As usual, @WilliamW has beaten me to the answer: the loss of saturation at the edges is from the lenslet array on the camera. This isn’t something that will go away with infinity corrected optics (though that might help with the field curvature, which makes the edges out of focus). The paper @WilliamW references does indeed describe a way that will recover saturation at the edges, BUT it is quite dependent on the spectrum of your stain and illumination. While the calibration jig in the paper (documented as open hardware, by the way) would be a good start, I think it might in principle be possible to calibrate using only your sample. That would not only be more convenient, but also better, as it matches the exact spectral characteristics.
If you acquired a tiled scan with very high overlap (say 90% or 95%, maybe 10x10 images) it would be possible to solve for a spatially dependent unmixing matrix. As I’m currently trying to dream up masters projects, I am going to write a brief below: if you are lucky, an amazing Glasgow University student will appear and do this for us in the Autumn. If not, maybe you or someone else on the forum will decide it’s an interesting project Forgive the general introduction and Physics focus: that’s needed for our students who won’t be familiar with this project, and who will need to have some Physics content for their report.

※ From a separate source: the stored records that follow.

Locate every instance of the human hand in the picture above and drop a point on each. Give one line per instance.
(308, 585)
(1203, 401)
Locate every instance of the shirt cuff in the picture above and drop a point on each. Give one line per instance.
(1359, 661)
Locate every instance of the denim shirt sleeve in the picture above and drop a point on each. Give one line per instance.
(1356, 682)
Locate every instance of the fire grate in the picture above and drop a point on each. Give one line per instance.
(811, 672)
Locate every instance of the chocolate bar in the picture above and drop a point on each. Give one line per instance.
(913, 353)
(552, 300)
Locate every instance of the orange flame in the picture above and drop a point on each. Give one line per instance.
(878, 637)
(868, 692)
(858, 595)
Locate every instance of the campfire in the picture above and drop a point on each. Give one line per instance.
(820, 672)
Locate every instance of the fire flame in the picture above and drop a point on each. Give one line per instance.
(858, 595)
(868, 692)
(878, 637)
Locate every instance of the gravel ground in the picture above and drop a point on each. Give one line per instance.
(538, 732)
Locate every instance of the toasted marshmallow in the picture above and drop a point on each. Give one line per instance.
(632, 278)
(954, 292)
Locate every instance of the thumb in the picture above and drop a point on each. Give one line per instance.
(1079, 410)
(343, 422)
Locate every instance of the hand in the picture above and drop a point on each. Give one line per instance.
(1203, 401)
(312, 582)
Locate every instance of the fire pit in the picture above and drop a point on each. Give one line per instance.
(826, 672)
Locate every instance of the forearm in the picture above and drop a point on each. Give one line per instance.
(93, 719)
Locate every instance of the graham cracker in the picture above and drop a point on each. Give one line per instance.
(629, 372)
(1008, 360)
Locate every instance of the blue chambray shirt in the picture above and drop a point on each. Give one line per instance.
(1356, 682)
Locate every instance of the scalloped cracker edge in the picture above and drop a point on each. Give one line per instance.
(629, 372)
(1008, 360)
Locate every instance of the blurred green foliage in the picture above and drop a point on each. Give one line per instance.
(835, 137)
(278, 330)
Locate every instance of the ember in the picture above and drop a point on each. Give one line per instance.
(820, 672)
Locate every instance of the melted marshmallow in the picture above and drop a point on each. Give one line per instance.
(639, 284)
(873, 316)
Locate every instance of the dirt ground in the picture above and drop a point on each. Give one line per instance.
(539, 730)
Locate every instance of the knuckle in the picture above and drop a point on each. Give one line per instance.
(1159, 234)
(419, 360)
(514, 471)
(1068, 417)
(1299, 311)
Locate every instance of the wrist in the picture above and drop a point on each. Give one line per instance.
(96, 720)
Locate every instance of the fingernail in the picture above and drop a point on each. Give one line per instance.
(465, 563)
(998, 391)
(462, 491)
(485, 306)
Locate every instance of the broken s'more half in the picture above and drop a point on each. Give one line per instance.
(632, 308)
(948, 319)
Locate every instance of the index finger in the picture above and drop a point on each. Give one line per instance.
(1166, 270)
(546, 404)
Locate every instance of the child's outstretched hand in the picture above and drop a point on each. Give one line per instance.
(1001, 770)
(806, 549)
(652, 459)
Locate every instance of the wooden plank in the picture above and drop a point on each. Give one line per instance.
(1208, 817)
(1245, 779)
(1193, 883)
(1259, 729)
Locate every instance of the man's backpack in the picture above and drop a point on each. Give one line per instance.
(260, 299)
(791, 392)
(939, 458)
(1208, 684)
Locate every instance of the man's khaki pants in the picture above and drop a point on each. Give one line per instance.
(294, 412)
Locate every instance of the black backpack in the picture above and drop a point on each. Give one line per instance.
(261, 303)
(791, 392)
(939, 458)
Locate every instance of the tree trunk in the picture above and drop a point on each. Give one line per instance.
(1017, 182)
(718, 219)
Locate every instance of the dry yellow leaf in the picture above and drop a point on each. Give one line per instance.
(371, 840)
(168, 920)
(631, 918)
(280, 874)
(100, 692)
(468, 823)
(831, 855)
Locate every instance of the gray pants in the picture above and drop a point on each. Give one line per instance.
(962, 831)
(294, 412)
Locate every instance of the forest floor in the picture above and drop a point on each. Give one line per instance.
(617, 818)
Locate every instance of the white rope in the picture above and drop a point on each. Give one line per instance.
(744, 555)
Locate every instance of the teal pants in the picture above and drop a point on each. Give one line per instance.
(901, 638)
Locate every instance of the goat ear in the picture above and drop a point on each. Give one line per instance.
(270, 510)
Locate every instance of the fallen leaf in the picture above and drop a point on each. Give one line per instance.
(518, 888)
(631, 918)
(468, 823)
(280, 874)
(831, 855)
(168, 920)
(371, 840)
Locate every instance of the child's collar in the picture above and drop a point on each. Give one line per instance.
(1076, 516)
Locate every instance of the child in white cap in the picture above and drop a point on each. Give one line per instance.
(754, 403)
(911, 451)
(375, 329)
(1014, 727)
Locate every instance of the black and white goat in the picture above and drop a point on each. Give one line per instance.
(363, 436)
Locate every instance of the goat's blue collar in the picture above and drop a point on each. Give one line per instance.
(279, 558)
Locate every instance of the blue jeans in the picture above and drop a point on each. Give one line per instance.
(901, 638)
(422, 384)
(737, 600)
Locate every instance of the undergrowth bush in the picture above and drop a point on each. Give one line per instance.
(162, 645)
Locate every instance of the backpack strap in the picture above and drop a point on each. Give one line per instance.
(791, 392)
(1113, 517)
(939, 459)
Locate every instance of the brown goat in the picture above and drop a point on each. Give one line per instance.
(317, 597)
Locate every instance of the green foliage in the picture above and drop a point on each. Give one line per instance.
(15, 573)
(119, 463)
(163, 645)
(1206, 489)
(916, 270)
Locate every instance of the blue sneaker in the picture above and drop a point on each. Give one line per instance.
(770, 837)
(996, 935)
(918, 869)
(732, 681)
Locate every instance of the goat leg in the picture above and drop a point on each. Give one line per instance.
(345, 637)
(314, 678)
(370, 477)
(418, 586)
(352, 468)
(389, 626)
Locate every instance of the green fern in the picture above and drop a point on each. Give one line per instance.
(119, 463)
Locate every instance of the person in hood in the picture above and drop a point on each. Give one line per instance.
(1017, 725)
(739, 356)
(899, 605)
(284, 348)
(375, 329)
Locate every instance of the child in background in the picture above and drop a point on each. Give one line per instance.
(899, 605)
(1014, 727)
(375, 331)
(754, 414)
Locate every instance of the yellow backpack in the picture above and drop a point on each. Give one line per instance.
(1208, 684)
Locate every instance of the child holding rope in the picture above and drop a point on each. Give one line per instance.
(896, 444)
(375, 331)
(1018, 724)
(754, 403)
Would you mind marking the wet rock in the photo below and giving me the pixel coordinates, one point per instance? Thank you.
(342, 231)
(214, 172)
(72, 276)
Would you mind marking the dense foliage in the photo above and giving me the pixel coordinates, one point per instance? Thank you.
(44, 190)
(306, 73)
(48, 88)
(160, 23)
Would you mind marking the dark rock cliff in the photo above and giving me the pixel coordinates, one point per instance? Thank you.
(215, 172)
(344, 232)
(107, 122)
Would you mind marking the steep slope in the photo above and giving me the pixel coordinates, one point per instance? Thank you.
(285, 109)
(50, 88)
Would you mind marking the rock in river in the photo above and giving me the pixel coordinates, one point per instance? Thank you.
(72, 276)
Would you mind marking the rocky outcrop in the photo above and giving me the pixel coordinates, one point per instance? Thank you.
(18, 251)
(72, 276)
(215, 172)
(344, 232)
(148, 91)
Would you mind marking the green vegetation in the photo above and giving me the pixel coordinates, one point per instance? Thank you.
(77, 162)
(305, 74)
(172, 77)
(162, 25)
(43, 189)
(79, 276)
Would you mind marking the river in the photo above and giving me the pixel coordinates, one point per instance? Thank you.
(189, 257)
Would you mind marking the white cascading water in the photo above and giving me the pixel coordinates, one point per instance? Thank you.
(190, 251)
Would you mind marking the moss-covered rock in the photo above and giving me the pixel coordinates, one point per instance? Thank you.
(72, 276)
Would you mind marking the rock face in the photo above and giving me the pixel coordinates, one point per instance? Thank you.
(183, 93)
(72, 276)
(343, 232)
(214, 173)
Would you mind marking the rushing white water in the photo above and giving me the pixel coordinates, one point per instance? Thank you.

Colour calibration for diagnostic microscopy
The OpenFlexure Microscope (https://openflexure.org/) is a fully automated, portable digital microscope. It has found uses in many different contexts because it can be built using readily-available parts and standard tools, and the build instructions are freely available under an open, royalty-free license. However, the low-cost image sensor it uses doesn’t have uniform colour response. Previous work has used a calibration jig to generate an “unmixing matrix” that can restore the colour response (https://openhardware.metajnl.com/articles/10.5334/joh.20), but this isn’t practical for everyone to build and use.
This project will develop a physics-based linear model of how the camera forms a colour image, and use that to correct the mixing-together of colour channels that occurs at the edges of an image. More specifically, we will model the colour mixing effect using 3x3 matrices at each point in the image. By acquiring images of the same sample at slightly different positions, we will be able to explain each image as some part of the “true” sample image, distorted by our colour mixing model. Taking a large enough set of images, we will then be able to optimise the colour mixing matrices such that we can explain the images we observe. This will involve constrained, regularised optimisation, implemented in a Python script. We will then invert the matrices we have recovered, to restore the colour response across the image.
As there will be a significant amount of programming involved in this project, it would suit a student with reasonably advanced Python skills, and an understanding of linear algebra and matrices. There is time to improve your skills in either or both of these areas, but this is not a project suitable for non-programmers and will require you to do some matrix maths by hand, as well as in code.
If successful, this code may be incorporated into future versions of the OpenFlexure Microscope, potentially getting used to provide medical diagnostics in places where these resources are currently scarce. There is potential for the code and documentation you write to be incorporated into a valuable open source project, so that your work will be used by many people, long after your project has finished.